Analysis of the 1911 census shows that the population of the three villages was 729 people in 175 households, made up of 338 males and 391 females (see below). This census gives us a snapshot of the distribution of men in the village about three years before the War. But how many of these men would have been of military age?
Later in the war, when conscription was introduced, all those men who had been born between 1875 and 1897 were deemed to be eligible for service, so it is interesting to see approximately how many men in the 1911 census were born in this age range. These men would have been aged between 14 and 36 in 1911, but we know of a number of men who lied about their ages to served, so we have looked at those aged 12 to 43. Analysis of the age distribution (see below) suggests that there were 104 males aged between 12 and 43, who might therefore be around military age during the war and who might form the recruits for the services from the villages. However the census was taken in 1911, and men moved into the village during the years between the census and war's start in 1914, and of course the census only identifies those who made their home in the villages, not those who worked here.
The following graph shows the men in the village on the 1911 census and identifies whether they served in the Great War.
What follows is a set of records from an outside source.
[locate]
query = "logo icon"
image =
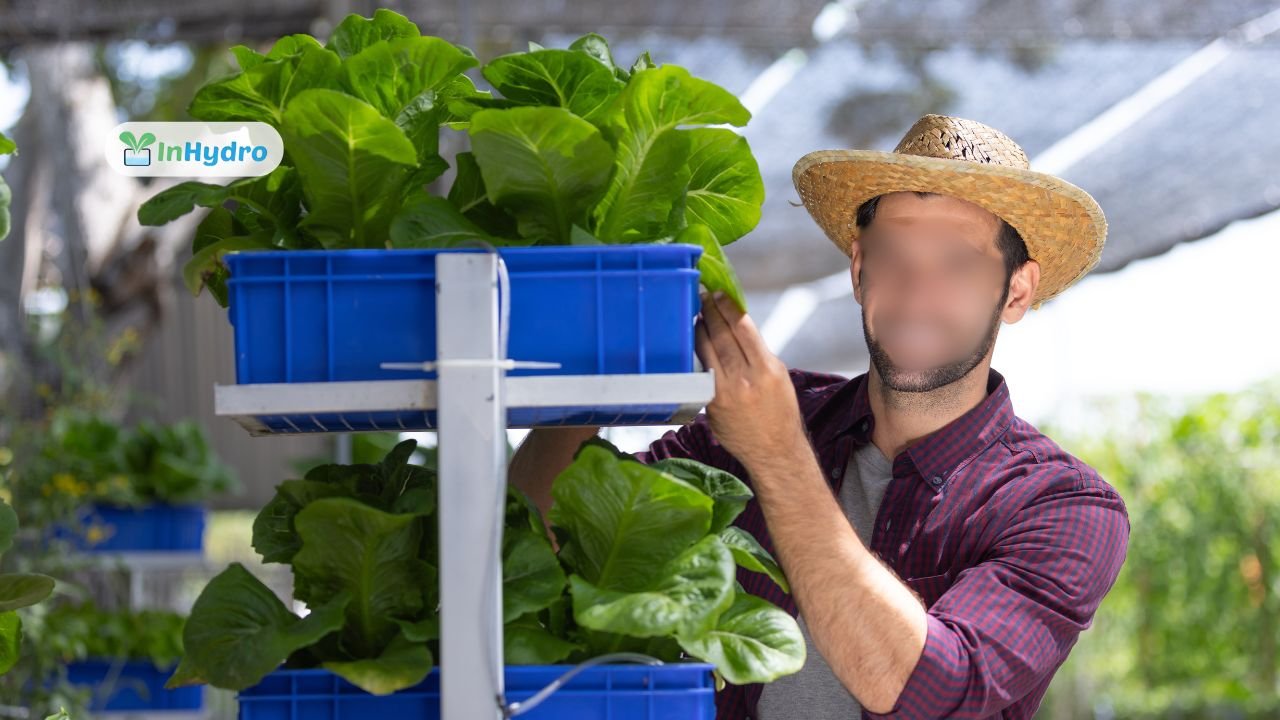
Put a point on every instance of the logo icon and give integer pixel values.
(137, 154)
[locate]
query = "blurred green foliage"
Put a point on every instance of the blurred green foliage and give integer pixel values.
(1193, 623)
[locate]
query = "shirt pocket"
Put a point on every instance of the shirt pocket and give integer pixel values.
(929, 587)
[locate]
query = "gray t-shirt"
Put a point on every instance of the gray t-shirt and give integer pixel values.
(814, 692)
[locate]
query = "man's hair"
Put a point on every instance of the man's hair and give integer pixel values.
(1011, 246)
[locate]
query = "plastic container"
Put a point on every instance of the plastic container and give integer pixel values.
(318, 315)
(155, 528)
(337, 315)
(135, 686)
(603, 692)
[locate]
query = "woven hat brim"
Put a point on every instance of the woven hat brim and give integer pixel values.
(1063, 226)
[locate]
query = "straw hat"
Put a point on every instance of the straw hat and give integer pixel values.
(1061, 224)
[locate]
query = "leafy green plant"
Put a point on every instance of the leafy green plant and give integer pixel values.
(86, 459)
(577, 150)
(17, 591)
(647, 563)
(82, 630)
(7, 147)
(361, 542)
(652, 556)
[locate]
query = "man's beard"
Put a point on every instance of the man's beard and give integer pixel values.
(927, 381)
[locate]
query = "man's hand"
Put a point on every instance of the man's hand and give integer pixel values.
(754, 414)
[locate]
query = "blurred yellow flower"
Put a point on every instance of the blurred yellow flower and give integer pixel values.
(67, 483)
(95, 534)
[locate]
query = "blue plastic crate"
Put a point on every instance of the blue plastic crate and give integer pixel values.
(603, 692)
(137, 686)
(337, 315)
(155, 528)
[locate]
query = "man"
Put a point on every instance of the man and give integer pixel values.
(944, 555)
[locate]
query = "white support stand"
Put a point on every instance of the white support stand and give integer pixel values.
(472, 475)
At the time of the 1911 census there were 13 men who can be identified as only temporary residents (lodgers and boarders).
These electoral rolls for Collingham, Linton and Micklethwaite are some of the more complete lists of men in the villages just prior to World War 1. However these lists provide a far from complete list of villagers.The 1884 Representation of the People Act increased the number of people eligible to vote, and hence the number of people who would appear on the electoral rolls. However there was far from universal suffrage. This new Act extended the number of voters to now include men who were a £10 occupier were now able to vote, as well as men inhabiting a dwelling house as an employee whose employer did not live there. However women were not generally voters, and even after those changes only about 60% of adult males appear on the rolls. However the 1913 and 1914 rolls are valuable lists of villagers.
Sadly no list of villagers who served has survived. The Collingham Parish Magazine provides a few names of those who had volunteered in 1914, but the list appears not to have been updated and has not survived - we are left to try to trace the names and histories of the villagers who served in World War 1 and the rest of this site tells some of their stories that we have pieced together.